Saddam Hussein's iron rule over Iraq, a majority Shiite country politically dominated by Sunnis, was justified by his claim to be the bulwark against the spread of Shia influence after the Iranian Revolution, as well as by his anti-Israel posturing and support for anti-Israel terrorist groups. Saddam's policies were highly discriminatory against the Shia, and, when the United States launched Operation Desert Storm in 1991 to evict Iraqi forces from Kuwait, Iraq's Shiites revolted against his brutal rule. After Desert Storm operations were halted, with Saddam's regime still in power, the Iraqi Army and security services were unleashed against the Shiites who, unlike the Kurds in the north, did not enjoy the protection of the U.S. military. Thousands of Iraqi Shiites were massacred, and the marshes that provided the historical home for many of these Shiites were drained to deny them their livelihoods and cultures.

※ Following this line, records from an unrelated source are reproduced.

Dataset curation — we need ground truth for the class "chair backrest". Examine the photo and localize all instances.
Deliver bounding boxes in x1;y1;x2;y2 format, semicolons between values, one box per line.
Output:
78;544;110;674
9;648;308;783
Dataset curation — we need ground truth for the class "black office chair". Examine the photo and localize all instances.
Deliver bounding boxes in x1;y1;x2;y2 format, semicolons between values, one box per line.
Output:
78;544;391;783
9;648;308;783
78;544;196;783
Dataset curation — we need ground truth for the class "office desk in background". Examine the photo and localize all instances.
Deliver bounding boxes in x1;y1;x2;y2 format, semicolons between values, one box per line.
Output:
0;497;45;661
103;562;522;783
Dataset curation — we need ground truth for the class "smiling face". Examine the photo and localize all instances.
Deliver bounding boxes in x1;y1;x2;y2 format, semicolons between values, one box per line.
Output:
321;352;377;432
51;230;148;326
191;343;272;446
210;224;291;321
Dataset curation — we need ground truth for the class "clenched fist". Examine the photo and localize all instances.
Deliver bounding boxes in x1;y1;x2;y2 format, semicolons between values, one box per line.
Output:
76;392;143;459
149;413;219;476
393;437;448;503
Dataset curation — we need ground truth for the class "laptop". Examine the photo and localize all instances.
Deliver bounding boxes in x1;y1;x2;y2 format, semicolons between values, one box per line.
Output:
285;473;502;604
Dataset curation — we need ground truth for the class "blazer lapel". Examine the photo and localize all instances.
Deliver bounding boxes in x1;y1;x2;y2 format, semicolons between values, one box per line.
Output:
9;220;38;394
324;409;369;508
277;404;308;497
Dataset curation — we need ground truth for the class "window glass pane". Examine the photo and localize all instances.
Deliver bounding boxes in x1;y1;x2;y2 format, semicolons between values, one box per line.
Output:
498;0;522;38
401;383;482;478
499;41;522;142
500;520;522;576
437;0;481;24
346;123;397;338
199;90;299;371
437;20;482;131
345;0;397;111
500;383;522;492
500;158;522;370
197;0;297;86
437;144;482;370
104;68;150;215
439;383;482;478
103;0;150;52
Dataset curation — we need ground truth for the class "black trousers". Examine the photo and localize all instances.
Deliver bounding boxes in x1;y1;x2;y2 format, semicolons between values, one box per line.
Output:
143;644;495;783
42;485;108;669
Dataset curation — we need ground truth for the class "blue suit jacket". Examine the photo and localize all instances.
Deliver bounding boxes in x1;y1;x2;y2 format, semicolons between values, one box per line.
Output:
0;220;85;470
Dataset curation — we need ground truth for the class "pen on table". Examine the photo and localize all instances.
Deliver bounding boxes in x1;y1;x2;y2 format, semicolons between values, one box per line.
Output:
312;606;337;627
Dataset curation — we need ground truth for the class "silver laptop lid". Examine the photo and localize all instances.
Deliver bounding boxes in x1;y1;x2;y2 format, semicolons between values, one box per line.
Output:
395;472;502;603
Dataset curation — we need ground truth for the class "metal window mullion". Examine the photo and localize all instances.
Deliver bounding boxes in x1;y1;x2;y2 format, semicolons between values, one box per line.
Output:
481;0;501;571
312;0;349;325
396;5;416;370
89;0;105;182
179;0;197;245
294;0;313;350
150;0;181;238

When the Administration of President George W. Bush launched Operation Iraqi Freedom in 2003 with the goal of removing Saddam's regime from power, the country's Shiites were free to begin their fight for political power. The combined actions of the emergent Al Qaeda in the Mesopotamia terrorist organization, a militant Sunni movement, and the Mahdi Army of virulently anti-U.S. Shiite cleric Moqtada al-Sadr combined to ensure that Iraq would slide toward a civil war from which it has not and may never recover.
There is no doubt that the U.S. Government (with some dissenters) drastically underestimated the political fragility of Iraq and the extent to which Saddam Hussein's brutal rule kept a lid on the sectarian fighting that has raged since his fall.
A possible thesis statement, therefore, could read something like this: the U.S. invasion of Iraq ignited a conflict between Islamic sects that has destabilized the entire Middle East.